だが、レジェスの方が遠慮していることをなんとなく察していた。おそらくだが……素手でリューディアに触れてはならないと思っているのではないか。
彼の生まれや育ちが複雑で、彼があのような性格であるのにもたくさんの理由があるのだと、リューディアは分かっている。
だから、彼が嫌がることはしたくないし……彼が望まないのなら、手を繋ぐこともキスも当分お預けでも仕方ないと思っている。
(おねだりしたら……困らせるかしら)
もしレジェスに嫌われたら、と思うと胸の奥がつきんとするが、思っているだけでは気持ちは伝わらない。
弟のアスラクも、「僕の見立てでは、レジェス殿は姉上に押せ押せされたら困りつつも喜びそうだよ」と言っていたので……今度会ったときに頑張っておねだりしてみよう、とリューディアは決めた。
数日後、多忙な中レジェスは時間を取り、伯爵邸に来てくれた。
「来てくれてありがとう、レジェス。いつも忙しいのに……本当に嬉しいわ」
「ククク……私があなたに会いたいと思っているだけですよ」
居間に通したレジェスは、そう言っていつものように笑った。
彼は仕事の合間に来てくれたようで、魔術師団の黒いローブを着ている。
彼が闇魔術師であることが一目瞭然のこのローブはリューディアにとっても思い出深いので以前、「これを着るあなたはいつ見ても素敵よ」と素直な感想を述べたのだが、レジェスは数秒固まった後に「……そんなことを言うのはあなたくらいですよ」と言っていた。
メイドがお茶と菓子を準備して、下がっていった。
両親もアスラクもレジェスを歓迎しているので、婚約者たちが二人きりになることに何も異論はないようだ。

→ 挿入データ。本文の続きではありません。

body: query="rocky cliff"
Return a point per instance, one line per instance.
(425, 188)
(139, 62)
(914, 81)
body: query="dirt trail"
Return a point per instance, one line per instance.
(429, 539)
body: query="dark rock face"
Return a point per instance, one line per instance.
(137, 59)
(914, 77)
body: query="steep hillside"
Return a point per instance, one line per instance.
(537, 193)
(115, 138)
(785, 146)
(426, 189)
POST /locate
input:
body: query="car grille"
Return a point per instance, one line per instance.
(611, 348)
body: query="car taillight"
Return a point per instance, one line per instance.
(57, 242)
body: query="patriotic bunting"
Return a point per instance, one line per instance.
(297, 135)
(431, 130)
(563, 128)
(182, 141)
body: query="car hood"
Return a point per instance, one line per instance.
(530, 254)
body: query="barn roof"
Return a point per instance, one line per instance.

リューディアとレジェスはまず、お茶を飲みながら簡単な近況報告をしあった。
「……そうなのね。呪いの道具って、なかなか減らないのね……」
「ええ。……まったく、こういうのを作って売る輩がいるから、私たち闇魔術師が悪く言われるのです。あんな物騒なものを作るだけの才能があるのなら、きちんと王国魔術師団員になってくれればいいんですけれど」
「まあ、やっぱりそういうのを作るのは難しいのね。それじゃあそういった道具の解呪をするレジェスたちは、とてもすごいのね」
「なんでそういう風に捉え……いえ、なんでもありません。ありがとうございます」
レジェスはぽっと顔を赤らめた。リューディアとしてはごく普通のことを言ったつもりだが、思いがけずレジェスを喜ばせていたようだ。
「……ああ、そうだわ。私、いくつか悩みがあって」
「悩み? ……ククク。あなたを悩ませる不届き者は、誰ですか?」
「強いて言えば、あなたかしら」
「私ですか!?」
ぎょっと目を見開いたレジェスに、リューディアは頷いてみせた。
「ええ。だから、こじれる前に相談しておこうと思って。……もちろん、レジェスさえよかったらだけれど」
「何でもおっしゃってください。全て叶えてみせましょう!」
リューディアのために張り切ってくれるのは嬉しいが、あまりそういうことを軽々しく言わない方がいいのでは、とリューディアは思った。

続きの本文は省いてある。